Presenter Biography: Arijit Khan is an assistant professor in the School of Computer Engineering at Nanyang Technological University. His research interests span in the area of big-data, big-graphs, and graph systems. He received his PhD from the Department of Computer Science, University of California, Santa Barbara, and did a post-doc in the Systems group at ETH Zurich. Arijit is the recipient of the prestigious IBM PhD Fellowship in 2012-13. He published several papers in premier database and datamining conferences and journals including SIGMOD, VLDB, TKDE, ICDE, SDM, EDBT, and CIKM. Arijit copresented tutorials on emerging graph queries, big-graph systems, and uncertain graphs at ICDE 2012, VLDB 2014, VLDB 2015, and served in the program committee of KDD, SIGMOD, ICDM, EDBT, WWW, and CIKM. Arijit served as the co-chair of Big-O(Q) workshop co-located with VLDB 2015.

Title:
Tools, Techniques and Case Studies for Text Analytics for Real World Problems

Abstract:
In this tutorial, we will present the commonly used techniques for Entity Extraction, Entity Resolution & Text Mining to handle real world problems. The tutorial will focus on few case studies based on social data. We will present the unique challenges which were encountered during client engagements and how we extended the traditional techniques to handle the nuances. We will also cover some of the state-of-the-art tools towards this purpose Finally, we will conclude the tutorial with some open ended problems and in-progress work. The brief tentative outline is -
Introduction to Big Text Data
Key Steps in Extracting Insights from Text Data
Motivating examples to show nuances and finer points in Sentiment Mining
Introduction to Entity Extraction and Integration Languages
Case Study - Monitoring Social Channels for Elections
Joint Analysis of Text and Links - Followers, Friends etc

Open/WIP Research Problems: Identifying News Broadcasters & Activity Miner

	Speaker Biographies: Sameep Mehta is a Senior Researcher and Manager at IBM Research - India. He received his Ph.D. in Data Mining and Visualization from Ohio State University. His current research interests are Data Mining, Text Mining, Machine Learning, Big Data Technologies, Social Data Analytics and Knowledge Graph. He has published extensively in top conferences in Data Mining, Services and Visualization. He is a regular speaker at conferences and is PC chair for Big Data Analytics Conference 2014. He also serves as Adjunct Faculty at IIIT-Delhi in the area of Data Analytics.
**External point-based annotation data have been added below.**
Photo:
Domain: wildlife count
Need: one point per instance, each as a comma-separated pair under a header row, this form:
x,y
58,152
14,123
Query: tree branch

	Dr. Dhaval Patel received PhD from National University of Singapore in 2011. His PhD work focus on analyzing complex medical data for building efficient classifier. After 2011, Dr. Patel worked two year as post-doctoral research fellow in the area of spatio-temporal data analysis. Dr. Patel joined IIT-Roorkee in 2013. His current research interest lies in analyzing real world dataset (mostly text and location-aware) for building useful applications. He continues to publish papers in top-tier conferences (IJCAI-2015, CIKM-2015, DASFAA-2015, DAWAk-2015).